Struct rten::Model

source ·
pub struct Model { /* private fields */ }
Expand description

The central type used to execute RTen machine learning models.

Models are loaded from .rten format model files using Model::load and executed using Model::run or one of the other run_* methods. They take a list of tensor views as inputs, perform a series of computations and return one or more output tensors. .rten models use FlatBuffers and are conceptually similar to the .ort format used by ONNX Runtime and .tflite used by TensorFlow Lite.

RTen models are logically graphs consisting of three types of nodes:

  • Values which are supplied or generated at runtime
  • Constants which are the weights, biases and other parameters of the model. Their values are determined when the model is trained.
  • Operators which combine the values and constants using operations such as matrix multiplication, convolution etc.

Some of these nodes are designated as inputs and outputs. The IDs of these nodes can be obtained using Model::input_ids and Model::output_ids. These IDs are then used when calling Model::run. Model execution consists of generating a plan which starts with the input nodes, and executes the necessary operators to generate the requested outputs.

§Partial evaluation

Some models, such as transformer decoders, are evaluated repeatedly in a loop. If such models have inputs which are constant in each iteration of the loop, execution can be sped up by using partial evaluation. This involves evaluating the part of the graph that depends only on the constant inputs once, outside the loop. To do this use Model::partial_run.

§Custom operator registries

By default all supported ONNX operators are available for use by the model. You can reduce binary size and compilation time by loading a model with only a subset of operators enabled.
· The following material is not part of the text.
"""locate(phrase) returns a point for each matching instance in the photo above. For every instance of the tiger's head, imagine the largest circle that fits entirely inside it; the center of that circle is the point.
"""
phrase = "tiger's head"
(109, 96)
See Model::load_with_ops.

Implementations§

source§

impl Model

source

pub fn load(data: &[u8]) -> Result<Model, ModelLoadError>

Load a serialized model.

The model will have all of the built-in operators available to it (see OpRegistry::with_all_ops).

source

pub fn load_with_ops( data: &[u8], registry: &OpRegistry ) -> Result<Model, ModelLoadError>

Load a serialized model with a custom operator registry.

source

pub fn find_node(&self, id: &str) -> Option<NodeId>

Find a node in the model’s graph given its string name.

source

pub fn node_id(&self, id: &str) -> Result<NodeId, RunError>

Find a node in the model’s graph given its string name.

This is a convenience method which is like Model::find_node but returns an error that includes the node’s name if the node is not found.

source

pub fn node_info(&self, id: NodeId) -> Option<NodeInfo<'_>>

Return metadata about a node in the model’s graph.

source

pub fn metadata(&self) -> &ModelMetadata

Return metadata about the model.

source

pub fn input_ids(&self) -> &[NodeId]

Return the IDs of input nodes.

source

pub fn output_ids(&self) -> &[NodeId]

Return the IDs of output nodes.

source

pub fn total_params(&self) -> usize

Return the total number of parameters in the model’s weights.

source

pub fn input_shape(&self, index: usize) -> Option<Vec<Dimension>>

Convenience method that returns the expected input shape for the index’th input.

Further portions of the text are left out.